A força da água surpreendeu moradores e comerciantes. Ruas do centro ficaram completamente submersas e veículos foram arrastados pela correnteza, em cenas que rapidamente se espalharam pelas redes sociais. Em alguns pontos, a enxurrada invadiu estabelecimentos comerciais, incluindo concessionárias, causando prejuízos ainda incalculáveis.
De acordo com a prefeitura, ao menos sete pessoas morreram em decorrência da tragédia. Equipes de resgate atuaram em dezenas de ocorrências, incluindo salvamentos em áreas isoladas e atendimento a vítimas de desabamentos. Pontes ficaram danificadas e diversos bairros registraram quedas de energia e interrupção no abastecimento.

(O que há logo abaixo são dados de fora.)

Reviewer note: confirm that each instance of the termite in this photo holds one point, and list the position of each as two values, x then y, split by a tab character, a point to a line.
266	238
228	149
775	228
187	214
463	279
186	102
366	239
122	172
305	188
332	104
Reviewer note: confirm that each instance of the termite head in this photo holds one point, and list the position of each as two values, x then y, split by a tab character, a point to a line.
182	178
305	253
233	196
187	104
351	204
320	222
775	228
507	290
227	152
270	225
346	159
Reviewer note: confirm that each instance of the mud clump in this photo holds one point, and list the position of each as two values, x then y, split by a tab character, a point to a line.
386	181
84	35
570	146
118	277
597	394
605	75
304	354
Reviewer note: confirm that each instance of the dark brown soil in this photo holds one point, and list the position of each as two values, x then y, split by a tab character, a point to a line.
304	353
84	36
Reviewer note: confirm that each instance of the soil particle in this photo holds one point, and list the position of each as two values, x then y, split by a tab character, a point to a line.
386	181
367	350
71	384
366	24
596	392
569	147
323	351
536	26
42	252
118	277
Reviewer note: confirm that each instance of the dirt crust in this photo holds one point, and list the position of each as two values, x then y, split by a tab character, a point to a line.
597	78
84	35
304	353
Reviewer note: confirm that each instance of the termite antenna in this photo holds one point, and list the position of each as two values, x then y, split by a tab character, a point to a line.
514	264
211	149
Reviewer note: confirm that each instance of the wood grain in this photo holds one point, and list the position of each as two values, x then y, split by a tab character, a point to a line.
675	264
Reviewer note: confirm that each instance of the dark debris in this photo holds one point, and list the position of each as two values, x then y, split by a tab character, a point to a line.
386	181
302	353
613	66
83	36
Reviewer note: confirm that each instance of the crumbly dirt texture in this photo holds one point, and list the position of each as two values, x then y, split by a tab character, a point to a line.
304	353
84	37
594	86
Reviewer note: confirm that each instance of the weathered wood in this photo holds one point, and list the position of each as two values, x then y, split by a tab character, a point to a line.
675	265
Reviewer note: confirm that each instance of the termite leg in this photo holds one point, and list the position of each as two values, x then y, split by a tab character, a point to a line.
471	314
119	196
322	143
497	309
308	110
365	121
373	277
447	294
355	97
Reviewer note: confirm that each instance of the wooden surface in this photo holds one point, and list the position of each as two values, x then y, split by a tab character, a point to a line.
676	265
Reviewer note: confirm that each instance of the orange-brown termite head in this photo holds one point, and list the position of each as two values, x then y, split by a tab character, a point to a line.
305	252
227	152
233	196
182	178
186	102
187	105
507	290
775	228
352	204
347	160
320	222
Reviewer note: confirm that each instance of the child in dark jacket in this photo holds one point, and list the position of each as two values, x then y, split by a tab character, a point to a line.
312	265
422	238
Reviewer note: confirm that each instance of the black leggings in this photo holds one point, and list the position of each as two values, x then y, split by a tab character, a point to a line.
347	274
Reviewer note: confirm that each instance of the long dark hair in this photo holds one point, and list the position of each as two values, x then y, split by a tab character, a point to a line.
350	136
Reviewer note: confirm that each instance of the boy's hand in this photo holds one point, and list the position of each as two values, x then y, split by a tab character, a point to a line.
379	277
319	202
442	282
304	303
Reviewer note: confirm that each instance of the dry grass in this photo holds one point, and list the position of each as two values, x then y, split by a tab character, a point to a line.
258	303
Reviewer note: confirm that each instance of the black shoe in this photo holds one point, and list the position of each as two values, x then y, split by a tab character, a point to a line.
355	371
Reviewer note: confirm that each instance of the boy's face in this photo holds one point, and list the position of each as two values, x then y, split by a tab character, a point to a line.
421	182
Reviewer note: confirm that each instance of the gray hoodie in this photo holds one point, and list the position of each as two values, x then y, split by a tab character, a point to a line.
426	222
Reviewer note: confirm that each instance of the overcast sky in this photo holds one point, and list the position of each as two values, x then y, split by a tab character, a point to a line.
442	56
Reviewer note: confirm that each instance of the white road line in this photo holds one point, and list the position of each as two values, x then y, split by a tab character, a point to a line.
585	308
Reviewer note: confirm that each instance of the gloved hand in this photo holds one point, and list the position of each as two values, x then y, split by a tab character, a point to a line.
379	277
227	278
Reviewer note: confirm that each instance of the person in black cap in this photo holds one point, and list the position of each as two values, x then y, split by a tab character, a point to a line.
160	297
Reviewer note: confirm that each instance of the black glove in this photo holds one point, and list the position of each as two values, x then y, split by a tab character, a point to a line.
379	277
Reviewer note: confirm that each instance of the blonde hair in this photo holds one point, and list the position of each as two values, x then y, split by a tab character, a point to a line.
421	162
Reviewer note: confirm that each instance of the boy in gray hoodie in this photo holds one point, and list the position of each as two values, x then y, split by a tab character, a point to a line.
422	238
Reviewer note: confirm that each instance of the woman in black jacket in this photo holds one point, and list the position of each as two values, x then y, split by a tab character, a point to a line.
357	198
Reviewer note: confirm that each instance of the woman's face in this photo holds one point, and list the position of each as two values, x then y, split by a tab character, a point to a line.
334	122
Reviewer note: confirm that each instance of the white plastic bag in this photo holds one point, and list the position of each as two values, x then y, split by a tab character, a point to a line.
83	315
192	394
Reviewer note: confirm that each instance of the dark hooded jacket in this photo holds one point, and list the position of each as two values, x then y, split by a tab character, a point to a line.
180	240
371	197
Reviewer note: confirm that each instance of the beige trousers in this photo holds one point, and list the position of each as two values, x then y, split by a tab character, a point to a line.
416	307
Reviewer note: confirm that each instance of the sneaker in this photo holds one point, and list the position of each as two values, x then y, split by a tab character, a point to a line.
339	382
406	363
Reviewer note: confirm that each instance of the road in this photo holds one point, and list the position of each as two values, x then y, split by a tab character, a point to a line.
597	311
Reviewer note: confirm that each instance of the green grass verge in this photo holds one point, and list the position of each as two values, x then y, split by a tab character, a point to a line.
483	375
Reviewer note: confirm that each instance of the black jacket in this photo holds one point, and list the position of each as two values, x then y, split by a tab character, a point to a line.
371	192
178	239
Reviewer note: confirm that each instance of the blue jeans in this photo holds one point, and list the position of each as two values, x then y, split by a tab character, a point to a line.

Calamidade pública e mobilização solidária
Diante da dimensão dos danos, a administração municipal decretou estado de calamidade pública, o que permite acesso facilitado a recursos estaduais e federais para ações emergenciais. Abrigos foram montados para acolher famílias desalojadas, enquanto voluntários e instituições organizam campanhas de arrecadação de alimentos, roupas e produtos de higiene.
A Defesa Civil segue monitorando o nível do rio e orienta a população a evitar áreas de risco. Técnicos avaliam estruturas comprometidas e trabalham na desobstrução de vias tomadas por lama e destroços.
A tragédia reacende o debate sobre drenagem urbana, ocupação de áreas ribeirinhas e medidas preventivas diante de eventos climáticos extremos, que têm se tornado cada vez mais frequentes na região.